El sábado pasado me tomé la libertad de plantearles la curiosa circunstancia, a mi entender muy llamativa, de que después de más de veinte años de conflicto ininterrumpido con el Islam, nuestro conocimiento pasivo de la lengua árabe –o sea, como simple resultado de la mera aparición en los medios de comunicación– fuera tan escaso. Quisiera hoy insistir en la misma idea, pero sin salir de España. Soy de la opinión de que desde que se implantó el aprendizaje del inglés se vive en España una situación lingüística muy peculiar. Antes uno aprendía la lengua de unos vecinos inmediatos, los franceses. Ahora bien, los límites lingüísticos de España deberían haber provocado también interés entre los responsables de los planes educativos por el portugués, el árabe, el francés, y el catalán, si nos referimos a los estados en contacto geográfico, pues hay que contar con Andorra. No obstante, la introducción en el bachillerato del inglés ha creado unas generaciones que desconocen por completo las lenguas del vecindario, mientras el inglés va como va.

Eso que ya resulta raro y extravagante lo es más si tenemos en cuenta que en España se hablan unas cuantas lenguas, y que después de no sé cuántos años de democracia y de Constitución –¡lo más sagrado hasta para los obispos!– su conocimiento interterritorial no ha prosperado lo más mínimo. Y no pretendo referirme a los estudiosos, sino a lo que es posible de obtener a través de los medios de comunicación y sin hacer grandes proezas. Me asiste la sospecha de que una persona que ve los telediarios en Cuenca sabe ahora de catalán lo mismo que aprendió bajo el franquismo. Quiero decir que conoce la palabra mágica “seny”, sabe lo de “la pela és la pela” (y continúa ignorando olímpicamente que el verbo lleva acento) y sigue tan pancho sin enterarse de nada más. Uno que lee los periódicos en Granollers no ha aprendido de euskera más que las palabras del conflicto: “kale borroka”, “presoak kalera”, “zulo”, “ez”, “bai”, y pare usted de contar. De bable nada de nada, por más que la “Historia universal de Paniceiros” bien merecería el esfuerzo (pequeñísimo, la verdad sea dicha).

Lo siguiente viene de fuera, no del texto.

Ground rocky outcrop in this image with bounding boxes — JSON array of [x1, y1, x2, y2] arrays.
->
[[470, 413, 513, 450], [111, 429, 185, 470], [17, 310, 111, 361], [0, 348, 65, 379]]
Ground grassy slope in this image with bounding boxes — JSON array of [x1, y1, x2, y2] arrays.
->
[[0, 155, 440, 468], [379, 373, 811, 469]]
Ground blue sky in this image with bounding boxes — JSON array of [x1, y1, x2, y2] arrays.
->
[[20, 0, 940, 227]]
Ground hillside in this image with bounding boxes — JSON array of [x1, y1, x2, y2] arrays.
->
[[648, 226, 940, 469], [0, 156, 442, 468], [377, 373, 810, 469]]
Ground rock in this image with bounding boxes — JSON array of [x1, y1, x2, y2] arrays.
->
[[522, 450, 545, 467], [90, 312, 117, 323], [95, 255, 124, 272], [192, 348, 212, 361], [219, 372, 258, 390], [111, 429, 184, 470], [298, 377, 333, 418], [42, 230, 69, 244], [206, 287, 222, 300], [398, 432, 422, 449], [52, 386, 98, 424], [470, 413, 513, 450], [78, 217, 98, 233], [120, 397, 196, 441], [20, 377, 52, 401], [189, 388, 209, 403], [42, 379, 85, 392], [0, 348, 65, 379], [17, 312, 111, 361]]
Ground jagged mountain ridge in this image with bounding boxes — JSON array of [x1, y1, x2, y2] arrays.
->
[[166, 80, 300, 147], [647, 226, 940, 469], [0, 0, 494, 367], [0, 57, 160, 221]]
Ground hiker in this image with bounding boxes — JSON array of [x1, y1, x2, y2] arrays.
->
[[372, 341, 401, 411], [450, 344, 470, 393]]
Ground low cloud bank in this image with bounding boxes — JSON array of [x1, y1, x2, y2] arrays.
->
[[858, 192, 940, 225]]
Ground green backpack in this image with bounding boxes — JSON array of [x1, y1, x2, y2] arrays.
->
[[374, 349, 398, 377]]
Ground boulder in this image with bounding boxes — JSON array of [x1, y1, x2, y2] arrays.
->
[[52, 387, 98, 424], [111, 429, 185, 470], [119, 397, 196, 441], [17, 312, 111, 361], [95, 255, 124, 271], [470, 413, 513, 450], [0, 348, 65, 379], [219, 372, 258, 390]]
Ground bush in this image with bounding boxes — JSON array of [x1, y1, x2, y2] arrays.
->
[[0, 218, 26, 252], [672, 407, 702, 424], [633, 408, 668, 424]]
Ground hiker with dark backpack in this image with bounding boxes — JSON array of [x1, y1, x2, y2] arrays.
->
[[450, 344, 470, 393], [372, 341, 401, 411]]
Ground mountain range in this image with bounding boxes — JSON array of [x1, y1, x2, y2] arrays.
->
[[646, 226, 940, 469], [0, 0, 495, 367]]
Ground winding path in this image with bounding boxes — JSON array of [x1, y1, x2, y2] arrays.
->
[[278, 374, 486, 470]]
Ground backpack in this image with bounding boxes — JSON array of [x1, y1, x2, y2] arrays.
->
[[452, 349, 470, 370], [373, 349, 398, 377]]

El caso del gallego es espectacular. ¿Qué se ha aprendido de gallego, en Bélmez, en Estella o en Sants, delante del televisor, en estos últimos 30 años? Rosalía estaba en los programas de bachillerato del franquismo, pero se aprecia con sorpresa que los que hablan en gallego son subtitulados en TVE, es decir, que son tratados como si acabaran de caerse de la luna, cuando a estas alturas de la película debería tenerse por analfabeto rotundo al que no fuera capaz de seguir la explicación de un mariscador o de un abogado en lengua gallega. Comprendo que uno lea traducido a su lengua la literatura –o con multitud de ayudas a pie de página– o que prefiera el cine doblado para mayor comodidad. Lo que ya no es tan comprensible es que no sólo no se llegue a un nivel elemental, sino que se esté satisfecho de seguir en la ignorancia como si tal cosa, y no se sienta como una pérdida enorme no haber podido aprender nada sin moverse de la butaca y sin el engorro de diccionarios ni gramáticas. Todo eso produce la impresión de que aquí estamos unos cuantos y que todavía no hemos sido presentados. Sin embargo, el chiquitistaní lo conocen hasta los monaguillos, y el más torpe dice “cómor” y “fistro” y “te dah cuén” y otras garrulerías y se tiene por muy cultivado. Que nadie se extrañe si hasta aquí hemos llegado.